A tecnologia deixou de ser diferencial e passou a ser item obrigatório para a sobrevivência das pequenas e médias empresas no Brasil. Segundo dados do Serviço Brasileiro de Apoio às Micro e Pequenas Empresas (Sebrae) e da Fundação Getúlio Vargas (FGV), 72% das Pequenas e Médias Empresas (PMEs) que adotam soluções digitais reduzem custos operacionais, e empresas com automação financeira crescem até 24% mais rápido do que as que operam processos manuais.
De acordo com o especialista em gestão financeira empresarial Robson Gimenes, em 20226, o maior desafio será unir controle, previsibilidade e segurança, sem complicar a rotina de quem empreende.
“Tecnologia que não simplifica, atrapalha.
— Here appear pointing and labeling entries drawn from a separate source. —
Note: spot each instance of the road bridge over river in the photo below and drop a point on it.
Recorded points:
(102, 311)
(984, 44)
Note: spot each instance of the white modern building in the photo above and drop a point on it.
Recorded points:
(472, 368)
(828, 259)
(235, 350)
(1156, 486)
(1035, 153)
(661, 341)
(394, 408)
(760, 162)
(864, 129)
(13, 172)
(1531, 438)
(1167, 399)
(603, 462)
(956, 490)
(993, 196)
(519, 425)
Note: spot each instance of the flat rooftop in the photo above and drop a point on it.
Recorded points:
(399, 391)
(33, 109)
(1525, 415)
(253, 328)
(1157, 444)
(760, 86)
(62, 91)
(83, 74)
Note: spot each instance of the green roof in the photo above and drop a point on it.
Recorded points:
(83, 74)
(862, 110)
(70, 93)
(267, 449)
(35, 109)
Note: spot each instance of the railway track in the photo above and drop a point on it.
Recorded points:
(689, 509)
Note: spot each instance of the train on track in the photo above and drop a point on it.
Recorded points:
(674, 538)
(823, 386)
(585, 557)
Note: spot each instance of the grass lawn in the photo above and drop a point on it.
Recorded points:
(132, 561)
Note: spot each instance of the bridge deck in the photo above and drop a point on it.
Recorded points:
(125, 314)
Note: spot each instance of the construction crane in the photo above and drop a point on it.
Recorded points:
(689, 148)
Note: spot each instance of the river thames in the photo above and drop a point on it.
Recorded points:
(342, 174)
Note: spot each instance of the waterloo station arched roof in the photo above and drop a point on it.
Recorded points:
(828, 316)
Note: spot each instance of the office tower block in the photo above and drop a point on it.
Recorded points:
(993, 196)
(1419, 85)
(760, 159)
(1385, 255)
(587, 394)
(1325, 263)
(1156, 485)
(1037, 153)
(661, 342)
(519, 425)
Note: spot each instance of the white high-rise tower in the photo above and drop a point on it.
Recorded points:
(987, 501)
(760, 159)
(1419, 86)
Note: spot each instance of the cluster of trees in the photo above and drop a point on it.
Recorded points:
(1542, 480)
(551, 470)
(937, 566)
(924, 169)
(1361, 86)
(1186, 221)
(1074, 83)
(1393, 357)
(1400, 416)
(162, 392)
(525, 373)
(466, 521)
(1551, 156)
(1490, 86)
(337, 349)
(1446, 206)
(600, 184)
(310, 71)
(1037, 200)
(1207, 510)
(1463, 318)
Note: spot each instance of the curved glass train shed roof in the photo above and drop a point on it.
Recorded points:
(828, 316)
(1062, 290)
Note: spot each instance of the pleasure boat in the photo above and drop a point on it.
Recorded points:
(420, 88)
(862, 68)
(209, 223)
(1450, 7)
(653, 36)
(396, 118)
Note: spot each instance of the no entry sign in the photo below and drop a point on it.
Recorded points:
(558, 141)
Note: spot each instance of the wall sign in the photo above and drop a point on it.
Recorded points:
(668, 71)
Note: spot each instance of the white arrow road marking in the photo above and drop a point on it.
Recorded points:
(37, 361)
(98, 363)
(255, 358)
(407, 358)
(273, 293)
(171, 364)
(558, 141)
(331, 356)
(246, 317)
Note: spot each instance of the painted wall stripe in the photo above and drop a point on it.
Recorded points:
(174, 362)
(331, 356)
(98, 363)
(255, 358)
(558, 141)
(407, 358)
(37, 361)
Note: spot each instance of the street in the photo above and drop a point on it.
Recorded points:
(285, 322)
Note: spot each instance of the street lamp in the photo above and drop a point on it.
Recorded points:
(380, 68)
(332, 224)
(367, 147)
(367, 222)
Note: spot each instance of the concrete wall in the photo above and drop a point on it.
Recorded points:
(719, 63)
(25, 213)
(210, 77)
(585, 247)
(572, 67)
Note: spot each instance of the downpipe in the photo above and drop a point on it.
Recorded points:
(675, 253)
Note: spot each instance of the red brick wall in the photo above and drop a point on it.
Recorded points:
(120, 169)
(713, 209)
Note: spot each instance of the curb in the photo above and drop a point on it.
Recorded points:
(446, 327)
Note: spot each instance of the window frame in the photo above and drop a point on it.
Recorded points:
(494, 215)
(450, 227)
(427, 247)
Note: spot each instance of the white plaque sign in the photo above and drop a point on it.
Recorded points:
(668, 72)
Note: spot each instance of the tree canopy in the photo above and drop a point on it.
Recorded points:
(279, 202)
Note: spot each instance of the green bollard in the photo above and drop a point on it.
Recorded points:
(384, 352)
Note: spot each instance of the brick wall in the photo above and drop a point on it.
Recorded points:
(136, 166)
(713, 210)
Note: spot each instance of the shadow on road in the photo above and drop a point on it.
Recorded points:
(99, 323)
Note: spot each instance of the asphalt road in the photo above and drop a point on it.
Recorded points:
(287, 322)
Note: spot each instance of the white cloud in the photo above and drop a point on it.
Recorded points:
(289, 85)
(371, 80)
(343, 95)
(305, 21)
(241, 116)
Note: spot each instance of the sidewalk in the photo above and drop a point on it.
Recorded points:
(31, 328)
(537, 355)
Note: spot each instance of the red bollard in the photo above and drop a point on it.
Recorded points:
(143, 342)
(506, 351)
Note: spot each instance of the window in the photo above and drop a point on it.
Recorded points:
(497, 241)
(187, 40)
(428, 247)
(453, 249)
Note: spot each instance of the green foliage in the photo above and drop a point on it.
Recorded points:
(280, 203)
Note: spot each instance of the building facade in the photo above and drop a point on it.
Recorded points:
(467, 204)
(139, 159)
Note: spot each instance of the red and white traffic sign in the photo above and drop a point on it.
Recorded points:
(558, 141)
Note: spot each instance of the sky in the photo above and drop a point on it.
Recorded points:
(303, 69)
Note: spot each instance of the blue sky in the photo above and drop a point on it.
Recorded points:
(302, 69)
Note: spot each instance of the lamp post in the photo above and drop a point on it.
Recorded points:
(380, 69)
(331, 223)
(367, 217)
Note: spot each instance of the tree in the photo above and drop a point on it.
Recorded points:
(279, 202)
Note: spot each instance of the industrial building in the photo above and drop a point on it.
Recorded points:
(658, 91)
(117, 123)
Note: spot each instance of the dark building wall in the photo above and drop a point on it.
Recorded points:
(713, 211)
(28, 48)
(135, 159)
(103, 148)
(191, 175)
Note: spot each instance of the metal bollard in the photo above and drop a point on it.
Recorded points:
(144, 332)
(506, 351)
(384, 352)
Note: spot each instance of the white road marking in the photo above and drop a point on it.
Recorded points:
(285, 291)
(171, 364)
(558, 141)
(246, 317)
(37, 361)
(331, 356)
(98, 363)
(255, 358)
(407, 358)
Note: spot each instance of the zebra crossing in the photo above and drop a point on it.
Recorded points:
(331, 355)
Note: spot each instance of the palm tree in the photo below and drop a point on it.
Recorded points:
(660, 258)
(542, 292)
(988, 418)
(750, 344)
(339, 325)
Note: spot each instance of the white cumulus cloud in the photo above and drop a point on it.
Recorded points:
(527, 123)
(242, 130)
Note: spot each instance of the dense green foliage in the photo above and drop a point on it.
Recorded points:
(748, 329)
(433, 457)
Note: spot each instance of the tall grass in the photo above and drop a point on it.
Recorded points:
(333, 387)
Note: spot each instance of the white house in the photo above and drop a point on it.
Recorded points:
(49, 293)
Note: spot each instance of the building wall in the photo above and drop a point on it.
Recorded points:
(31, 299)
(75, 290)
O empreendedor precisa de ferramentas que trabalhem a favor da operação, não contra ela”, afirma. Ele destaca cinco pilares digitais que qualquer PME, de comércio, serviço ou microvarejo, deve adotar para se manter competitiva este ano:
1. Conta financeira separada para PJ: Pesquisas do Sebrae mostram que 38% dos microempreendedores misturam finanças pessoais e empresariais, o que aumenta endividamento e reduz margem de lucro. A separação digital entre PF e PJ é o primeiro passo para a organização real.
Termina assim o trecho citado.